People tend to look at weight loss as a positive thing—whether they’re trying to shed pounds or not. “Because people think this is a good thing, that it’s a positive, they’re not alarmed by it,” Moore says, explaining why people tend to miss dropping scale numbers as an early sign of diabetes. “But if you’re losing weight and not trying to, that might mean you have something going on.” So, if your weight plummets and your lifestyle has remained the same, chat with a medical professional.
Are you super thirsty?
We’re not talking about throwing back a glass of water a few times a day or feeling like you’re in desperate need of a drink while you’re out on a hot day. If you down, say, a liter of a liquid in one sitting, and still feel like you could have more—that’s when you should stop and pay attention, Moore says. She explains that some people come in saying they’ll drink a 32-ounce sports drink and still want more after, and that’s when it’s time to mention it to your doctor.
Do you have to pee often, including in the middle of the night?
We understand, if you’re drinking more fluids and don’t notice those extra beverages are a problem, you’ll likely hit the bathroom more and think it’s from all the drinks.

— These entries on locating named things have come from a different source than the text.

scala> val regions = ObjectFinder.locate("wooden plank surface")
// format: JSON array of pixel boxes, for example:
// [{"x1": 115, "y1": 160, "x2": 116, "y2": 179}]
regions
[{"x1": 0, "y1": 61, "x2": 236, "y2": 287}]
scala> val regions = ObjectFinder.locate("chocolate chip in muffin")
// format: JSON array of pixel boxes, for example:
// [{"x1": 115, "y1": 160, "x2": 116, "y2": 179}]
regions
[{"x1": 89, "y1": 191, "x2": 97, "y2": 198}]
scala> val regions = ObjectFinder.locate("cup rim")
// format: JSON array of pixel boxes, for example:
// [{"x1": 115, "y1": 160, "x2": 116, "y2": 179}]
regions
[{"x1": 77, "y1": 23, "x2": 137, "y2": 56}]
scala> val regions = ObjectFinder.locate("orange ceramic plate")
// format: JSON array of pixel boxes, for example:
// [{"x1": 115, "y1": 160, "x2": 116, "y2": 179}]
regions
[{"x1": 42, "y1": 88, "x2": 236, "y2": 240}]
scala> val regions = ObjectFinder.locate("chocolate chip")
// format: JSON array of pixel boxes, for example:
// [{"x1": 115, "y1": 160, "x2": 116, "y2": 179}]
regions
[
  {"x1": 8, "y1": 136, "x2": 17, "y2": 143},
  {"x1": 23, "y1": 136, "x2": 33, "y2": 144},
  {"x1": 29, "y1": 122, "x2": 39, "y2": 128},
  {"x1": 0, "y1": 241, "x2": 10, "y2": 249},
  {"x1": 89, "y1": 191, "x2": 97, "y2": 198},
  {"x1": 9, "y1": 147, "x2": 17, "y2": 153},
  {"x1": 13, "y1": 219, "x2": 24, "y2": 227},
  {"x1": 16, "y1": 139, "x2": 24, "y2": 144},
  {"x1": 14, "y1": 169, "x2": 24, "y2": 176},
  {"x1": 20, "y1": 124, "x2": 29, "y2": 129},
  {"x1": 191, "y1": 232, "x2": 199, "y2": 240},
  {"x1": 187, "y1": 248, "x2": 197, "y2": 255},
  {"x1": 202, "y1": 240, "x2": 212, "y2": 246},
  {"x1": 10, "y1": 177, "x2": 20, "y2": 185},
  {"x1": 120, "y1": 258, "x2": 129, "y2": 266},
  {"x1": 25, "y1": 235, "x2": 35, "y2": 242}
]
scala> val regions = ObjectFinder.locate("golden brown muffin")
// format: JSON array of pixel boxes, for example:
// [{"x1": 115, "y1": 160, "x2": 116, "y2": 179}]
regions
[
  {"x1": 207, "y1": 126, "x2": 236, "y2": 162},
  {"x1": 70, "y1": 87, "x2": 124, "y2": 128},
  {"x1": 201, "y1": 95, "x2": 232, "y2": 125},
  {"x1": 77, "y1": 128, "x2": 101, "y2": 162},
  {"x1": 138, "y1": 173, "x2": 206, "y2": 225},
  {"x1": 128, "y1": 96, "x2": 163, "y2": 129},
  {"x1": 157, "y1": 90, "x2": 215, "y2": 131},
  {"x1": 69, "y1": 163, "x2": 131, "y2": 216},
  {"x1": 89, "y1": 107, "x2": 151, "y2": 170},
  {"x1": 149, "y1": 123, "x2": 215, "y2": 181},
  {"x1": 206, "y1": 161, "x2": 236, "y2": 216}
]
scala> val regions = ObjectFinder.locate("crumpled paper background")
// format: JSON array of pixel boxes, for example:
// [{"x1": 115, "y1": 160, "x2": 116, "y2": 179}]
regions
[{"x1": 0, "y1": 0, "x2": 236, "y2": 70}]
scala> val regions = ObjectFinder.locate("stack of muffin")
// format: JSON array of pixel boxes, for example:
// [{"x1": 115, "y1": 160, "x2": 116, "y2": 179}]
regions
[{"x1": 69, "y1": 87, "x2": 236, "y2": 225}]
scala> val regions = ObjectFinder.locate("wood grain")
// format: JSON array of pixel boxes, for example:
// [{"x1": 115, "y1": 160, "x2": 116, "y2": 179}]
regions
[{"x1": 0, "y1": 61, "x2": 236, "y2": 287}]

But consider how often you urinate in the middle of the night to determine if it’s a stand-out sign of diabetes. “If you’re waking up multiple times in the middle of the night to go to the bathroom—that’s not a normal thing,” Moore says. “Once a night maybe, but three or four times in an eight-hour period is not.”

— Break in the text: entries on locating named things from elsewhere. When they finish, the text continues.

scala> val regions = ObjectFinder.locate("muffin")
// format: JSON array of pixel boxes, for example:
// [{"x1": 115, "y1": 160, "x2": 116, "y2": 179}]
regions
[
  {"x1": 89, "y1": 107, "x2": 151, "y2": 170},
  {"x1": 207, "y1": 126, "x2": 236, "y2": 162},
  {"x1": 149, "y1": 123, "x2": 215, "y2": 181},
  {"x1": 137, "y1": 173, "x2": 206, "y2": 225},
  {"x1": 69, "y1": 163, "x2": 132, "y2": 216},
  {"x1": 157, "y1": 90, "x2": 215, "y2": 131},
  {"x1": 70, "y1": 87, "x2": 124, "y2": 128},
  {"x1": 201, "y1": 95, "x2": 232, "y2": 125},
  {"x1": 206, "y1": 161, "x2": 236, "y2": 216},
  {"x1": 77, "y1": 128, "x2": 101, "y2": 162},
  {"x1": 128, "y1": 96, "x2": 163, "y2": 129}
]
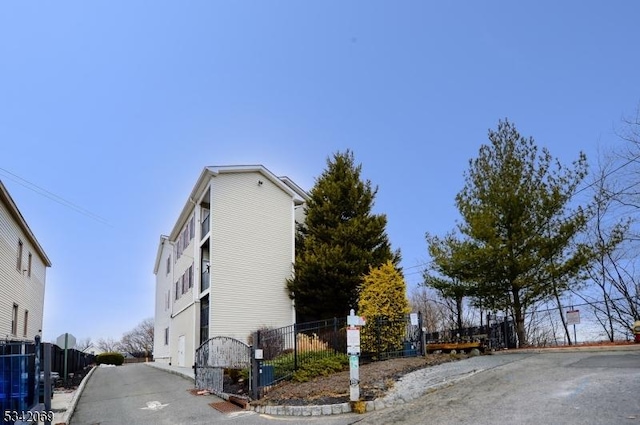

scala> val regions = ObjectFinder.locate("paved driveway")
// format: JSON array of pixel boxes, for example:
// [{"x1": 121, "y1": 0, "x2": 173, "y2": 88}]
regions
[
  {"x1": 71, "y1": 351, "x2": 640, "y2": 425},
  {"x1": 359, "y1": 351, "x2": 640, "y2": 425},
  {"x1": 70, "y1": 364, "x2": 362, "y2": 425}
]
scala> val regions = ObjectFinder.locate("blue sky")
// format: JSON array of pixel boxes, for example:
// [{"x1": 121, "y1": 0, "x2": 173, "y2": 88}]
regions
[{"x1": 0, "y1": 0, "x2": 640, "y2": 340}]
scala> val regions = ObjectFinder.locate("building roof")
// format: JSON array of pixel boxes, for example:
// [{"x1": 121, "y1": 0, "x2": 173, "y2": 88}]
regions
[
  {"x1": 0, "y1": 180, "x2": 51, "y2": 267},
  {"x1": 169, "y1": 165, "x2": 309, "y2": 241}
]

Have other people noticed your bad breath?
If a friend or family member noticed you have a sort of sickly sweet, fruity smell to your breath, that could be an early sign of diabetes. While you might not notice it yourself, Moore says, a loved one might call you out on it, and that’s when it can be a cause of concern.
Do you have any of the above symptoms, plus feel tired?
Fatigue can also signal diabetes, but obviously people feel tired for many, many reasons from stress to simply not getting quality sleep. But if you’re feeling sleepy and you answer yes to any of the questions above, it’s definitely time to talk to a doc, Moore says. “It’s likely not fatigue in isolation,” she adds.
Also, consider how you feel after a meal, particularly one filled with carbs like pizza, pasta, or a burger and fries. Do you feel super heavy, sluggish, and extra thirsty? If you have diabetes, your body can’t efficiently use those carbs for energy, Moore says, so instead, they might trigger you to take a nap.
If I notice any of the above signs of diabetes, how do I talk to my doctor about it?
“I would encourage a patient to say, ‘I have this symptom and it’s somewhat unexplained and uncomfortable,’” Moore says. “Be proactive and ask what you want to know when you go to the doctor.”
It’s always a good idea to have a regular physical, as many people don’t present diabetes symptoms, Moore says. You could go for years living with prediabetes and not know it’s slowly progressing, and then test positive for diabetes at your regular appointment. Don’t be afraid to bring up these early signs anytime you talk to your doctor or head in for that check-up. The test is simple, and it could be lifesaving. “The longer someone has uncontrolled diabetes, the higher the risk of complications,” Moore says. To control it, you have to know about it.